To be clear, we failed to consult, and we are compensating people in full, as we should, and up front. My duty as a director is to make the business viable, and I was faced with the option of a programme of change or the closure of the business. As a company director, I took the only route that was available to me to preserve thousands and thousands of jobs.

11:45  

Liam Kerr

That is not your only duty, is it, Mr Hebblethwaite? As a company director, you have fiduciary and legal duties. What I asked was whether you consider yourself to be a fit and proper person who is discharging not merely the duty that you just mentioned but the full raft of fiduciary duties for your company, given that you wilfully and knowingly took a decision to offend against one of the strongest laws that Parliament has put in place.

Peter Hebblethwaite

I did consider that, and I believe that I have discharged those duties.

Jackie Dunbar

I will go back to the issue of Cairnryan seafarers. Cairnryan is used for domestic routes, so P&O needs to comply with UK employment law in relation to staff on those routes. Why were Cairnryan seafarers included in the sackings, especially given that new staff are being paid the same amount as the sacked ones were being paid, as you said earlier?

Peter Hebblethwaite

This is about implementing a consistent crewing model throughout our organisation—a crewing model that is consistent with 80 per cent of global shipping.

And?

Peter Hebblethwaite

Your question was about why the decision was made. It was made because we are implementing a fundamental change to our crewing model across the whole of our business. It is not an apples and apples thing; we are moving from a crewing model that was uncompetitive and made the business unviable to a totally different model that is consistent with 80 per cent of global shipping.

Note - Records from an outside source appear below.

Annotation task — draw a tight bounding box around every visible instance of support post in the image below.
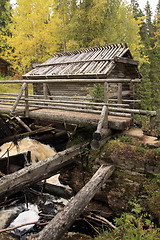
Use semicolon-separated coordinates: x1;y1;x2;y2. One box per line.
118;83;122;104
43;83;48;99
102;82;109;129
11;83;27;114
25;83;29;118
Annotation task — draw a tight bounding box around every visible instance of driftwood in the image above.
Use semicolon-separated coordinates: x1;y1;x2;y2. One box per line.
0;143;88;197
0;126;55;144
14;116;32;132
32;182;73;199
34;165;114;240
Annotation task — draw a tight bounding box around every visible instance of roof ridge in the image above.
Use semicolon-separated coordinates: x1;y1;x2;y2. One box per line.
53;43;128;57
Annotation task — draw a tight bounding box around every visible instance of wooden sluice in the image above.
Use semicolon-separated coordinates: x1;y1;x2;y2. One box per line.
0;79;156;148
0;44;156;147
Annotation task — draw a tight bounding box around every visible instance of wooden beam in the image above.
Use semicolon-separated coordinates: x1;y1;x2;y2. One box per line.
0;143;88;198
32;165;114;240
11;82;27;113
0;79;141;84
118;83;122;104
25;84;29;118
114;57;139;66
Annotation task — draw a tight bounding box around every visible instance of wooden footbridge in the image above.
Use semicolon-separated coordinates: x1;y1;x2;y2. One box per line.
0;44;156;147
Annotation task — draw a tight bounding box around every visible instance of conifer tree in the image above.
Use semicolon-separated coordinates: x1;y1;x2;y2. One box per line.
8;0;61;72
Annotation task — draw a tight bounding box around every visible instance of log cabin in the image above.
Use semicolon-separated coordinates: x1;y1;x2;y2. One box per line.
23;44;141;99
0;57;11;75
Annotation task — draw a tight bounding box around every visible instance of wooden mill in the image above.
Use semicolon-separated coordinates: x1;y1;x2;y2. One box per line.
1;44;156;147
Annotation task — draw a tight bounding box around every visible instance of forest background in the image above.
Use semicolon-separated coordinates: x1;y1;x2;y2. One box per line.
0;0;160;110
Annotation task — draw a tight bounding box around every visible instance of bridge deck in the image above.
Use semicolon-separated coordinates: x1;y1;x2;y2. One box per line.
0;105;132;130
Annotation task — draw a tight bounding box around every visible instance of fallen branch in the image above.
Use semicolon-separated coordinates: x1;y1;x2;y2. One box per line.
86;214;116;229
33;165;114;240
0;143;88;197
0;221;49;233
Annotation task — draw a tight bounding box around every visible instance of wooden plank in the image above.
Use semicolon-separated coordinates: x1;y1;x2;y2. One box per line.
118;83;122;104
0;126;55;144
11;83;27;113
24;84;29;118
0;143;88;198
0;79;141;84
114;57;139;66
33;165;114;240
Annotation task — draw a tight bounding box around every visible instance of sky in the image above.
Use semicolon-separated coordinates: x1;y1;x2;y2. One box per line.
10;0;158;13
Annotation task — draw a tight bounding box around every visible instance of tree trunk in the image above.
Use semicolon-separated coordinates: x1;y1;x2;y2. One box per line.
31;165;114;240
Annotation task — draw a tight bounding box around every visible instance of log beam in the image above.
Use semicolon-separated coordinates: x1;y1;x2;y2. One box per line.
0;143;88;197
32;165;114;240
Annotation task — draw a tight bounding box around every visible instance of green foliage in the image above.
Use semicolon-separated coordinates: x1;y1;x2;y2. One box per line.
0;0;11;55
95;203;160;240
144;174;160;221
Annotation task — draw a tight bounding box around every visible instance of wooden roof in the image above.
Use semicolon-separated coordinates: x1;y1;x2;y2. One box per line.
0;57;11;65
23;44;138;79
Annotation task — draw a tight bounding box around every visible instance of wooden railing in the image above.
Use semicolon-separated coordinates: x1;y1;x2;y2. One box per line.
0;79;156;122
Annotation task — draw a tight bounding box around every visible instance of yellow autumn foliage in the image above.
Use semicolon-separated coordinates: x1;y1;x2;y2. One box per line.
7;0;61;73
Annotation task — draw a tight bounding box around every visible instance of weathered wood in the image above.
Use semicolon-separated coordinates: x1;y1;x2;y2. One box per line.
114;57;139;66
0;143;88;198
0;126;55;144
11;82;27;113
23;96;129;107
0;79;141;84
34;165;114;240
43;83;48;99
96;106;108;133
32;182;73;199
14;116;32;132
109;107;157;116
118;83;122;104
25;84;29;118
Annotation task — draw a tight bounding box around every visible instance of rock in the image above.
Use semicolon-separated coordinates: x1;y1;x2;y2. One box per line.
62;232;92;240
124;128;144;139
0;233;18;240
142;135;160;147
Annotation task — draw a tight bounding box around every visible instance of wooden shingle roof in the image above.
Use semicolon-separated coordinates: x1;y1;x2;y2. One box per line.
23;44;138;79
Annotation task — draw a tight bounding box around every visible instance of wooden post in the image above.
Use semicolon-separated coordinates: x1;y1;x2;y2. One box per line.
118;83;122;104
11;83;27;114
25;83;29;118
103;82;109;128
43;83;48;99
31;165;114;240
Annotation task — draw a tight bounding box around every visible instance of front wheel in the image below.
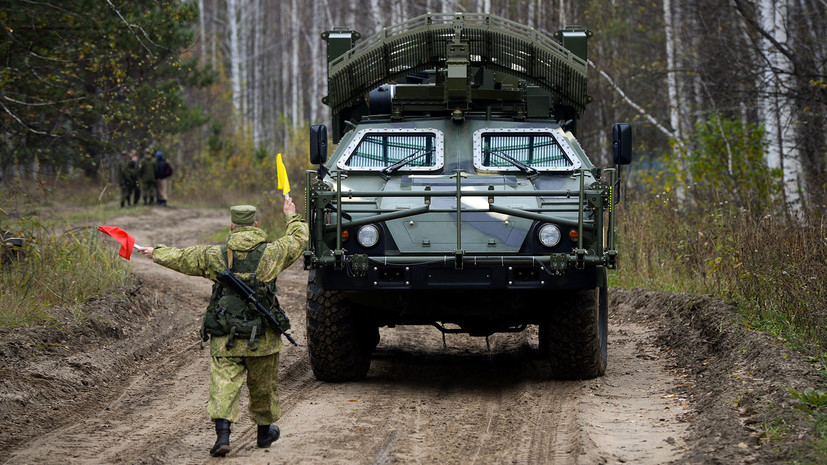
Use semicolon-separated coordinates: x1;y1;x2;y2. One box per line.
540;271;609;379
307;271;370;382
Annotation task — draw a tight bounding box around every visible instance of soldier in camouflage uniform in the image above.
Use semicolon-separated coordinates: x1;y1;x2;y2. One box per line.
139;149;157;205
140;199;308;456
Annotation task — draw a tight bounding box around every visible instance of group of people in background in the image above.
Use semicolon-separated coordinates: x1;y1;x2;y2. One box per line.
118;148;172;208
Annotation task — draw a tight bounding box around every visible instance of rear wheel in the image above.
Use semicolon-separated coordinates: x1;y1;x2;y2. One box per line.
540;271;609;379
307;271;370;382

With all due respect, you said earlier that the new staff are being paid the same amount as the sacked staff were being paid, so why were the Cairnryan seafarers included in the sackings?

Peter Hebblethwaite

No, that is not what I said. I said that we were required to pay staff on the Cairnryan route the national minimum wage, and we were doing so. Under the new model, we are required to pay the national minimum wage, and we will, of course, do so.

You said earlier that the pay was the same and that the terms and conditions were changed slightly but not a lot. That is why I am asking why you needed to sack the Cairnryan seafarers.

Peter Hebblethwaite

To be clear, my reference to the rates of pay not changing was about the national minimum wage. We always paid that wage previously, and we will absolutely continue to pay it.

This is not about the Larne to Cairnryan route; it is about having a consistent and competitive crewing model across the entire organisation.

I am sure that the Cairnryan seafarers will be comforted to know that it is not about them.

The Deputy Convener

I thank Mr Hebblethwaite for attending the session. In my 20-plus years as a member of the Scottish Parliament, I am not sure that I have come across an issue with an employer that has united members right across the chamber in such hostility. The people we represent—our constituents—even those who are not in the south of Scotland or in Cairnryan, are disgusted and dismayed that a company with your reputation, and a company that has shareholders with reputations, has treated people with such disrespect and such a lack of dignity at work.

However, I thank Mr Hebblethwaite for taking the time to attend the session. We will discuss the evidence that we have received later in the meeting.

I wish everyone a restful Easter break—unfortunately, that will not be the case for the many P&O workers who have suffered at the hands of this chief executive.

11:49 Meeting continued in private until 12:52.